I did two things: first, and why I paid the money, was to verify a mistake I suspected in the
standard human genome. I verified that what look in HUGO like three large deletes totalling 10 kilobases
was in fact one contiguous delete. The FGCLR data showed that HUGO was wrong because
the "reads" from one snippet were scattered over what in HUGO appeared an impossibly large
spread (like on average 250 kilobases).

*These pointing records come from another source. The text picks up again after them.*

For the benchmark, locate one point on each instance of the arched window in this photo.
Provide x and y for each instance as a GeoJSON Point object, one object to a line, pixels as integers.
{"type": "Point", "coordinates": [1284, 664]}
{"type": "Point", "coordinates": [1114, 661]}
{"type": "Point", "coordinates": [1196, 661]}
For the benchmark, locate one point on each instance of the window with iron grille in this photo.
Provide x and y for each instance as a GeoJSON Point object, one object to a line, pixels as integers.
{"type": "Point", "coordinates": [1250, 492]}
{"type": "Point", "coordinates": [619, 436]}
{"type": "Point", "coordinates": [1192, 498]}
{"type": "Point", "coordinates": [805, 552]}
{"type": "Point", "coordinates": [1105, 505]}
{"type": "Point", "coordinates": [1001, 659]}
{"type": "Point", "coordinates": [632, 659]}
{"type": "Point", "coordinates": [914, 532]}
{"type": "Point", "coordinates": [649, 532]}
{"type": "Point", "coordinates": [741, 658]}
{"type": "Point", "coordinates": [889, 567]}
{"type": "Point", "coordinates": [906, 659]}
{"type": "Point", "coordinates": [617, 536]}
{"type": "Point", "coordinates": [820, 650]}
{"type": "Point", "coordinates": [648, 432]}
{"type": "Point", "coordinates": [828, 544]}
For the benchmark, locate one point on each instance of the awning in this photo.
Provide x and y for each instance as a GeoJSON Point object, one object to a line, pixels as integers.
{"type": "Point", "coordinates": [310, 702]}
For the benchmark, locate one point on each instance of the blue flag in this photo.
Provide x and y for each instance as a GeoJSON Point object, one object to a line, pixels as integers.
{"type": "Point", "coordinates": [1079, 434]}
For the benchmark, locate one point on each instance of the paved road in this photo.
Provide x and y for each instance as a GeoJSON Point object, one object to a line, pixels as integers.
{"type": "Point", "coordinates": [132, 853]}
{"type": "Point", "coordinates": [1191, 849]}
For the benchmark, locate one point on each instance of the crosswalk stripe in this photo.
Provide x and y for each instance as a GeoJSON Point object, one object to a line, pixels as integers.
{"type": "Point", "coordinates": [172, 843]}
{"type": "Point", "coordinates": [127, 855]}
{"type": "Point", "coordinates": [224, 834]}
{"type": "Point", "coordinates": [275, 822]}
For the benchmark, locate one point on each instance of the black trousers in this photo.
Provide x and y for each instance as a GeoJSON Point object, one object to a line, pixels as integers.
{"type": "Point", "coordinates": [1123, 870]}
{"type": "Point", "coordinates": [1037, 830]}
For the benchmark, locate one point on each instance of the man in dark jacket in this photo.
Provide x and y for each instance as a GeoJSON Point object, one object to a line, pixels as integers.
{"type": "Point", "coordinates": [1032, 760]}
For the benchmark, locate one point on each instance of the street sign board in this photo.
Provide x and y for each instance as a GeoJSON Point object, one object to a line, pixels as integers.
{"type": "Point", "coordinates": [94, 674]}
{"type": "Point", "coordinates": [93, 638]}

To show what was right required realigning my raw reads
comparing them not to HUGO but to a "de novo" assembly of another man from PacBio data.

The "structural variants" in the long read Y data were hilariously wrong: apparently the result of
expecting a diploid genome.

Second, I used their "phased" autosomal data to phase myself. The long read data was
of course not capable by itself of telling which was paternal and which maternal.
Since my parents are long dead, I had to use an aunt and numerous cousins. This took months
but worked. There are no "canned" computer tools for doing this. The results were uploaded,
with extreme difficulty, to FTDNA, MyHeritage, and Gedmatch. They have proven invaluable in genealogy!

I should add that there WERE mistakes in the Chromium phasing: some of the longer purportedly
uniformly phased pieces in fact had switches in them. The shorter ones were OK.

I should add that I did not use a blood sample. The saliva sample worked just fine.

MacUalraig
12-12-2020, 01:37 PM
I re-ran the LongRanger analysis myself, it took about 3 days run time on an 8 core i9. But not much new in the way of Y-SNVs and I already had a Y Elite anyway so I was more interested in some of the longer SVs.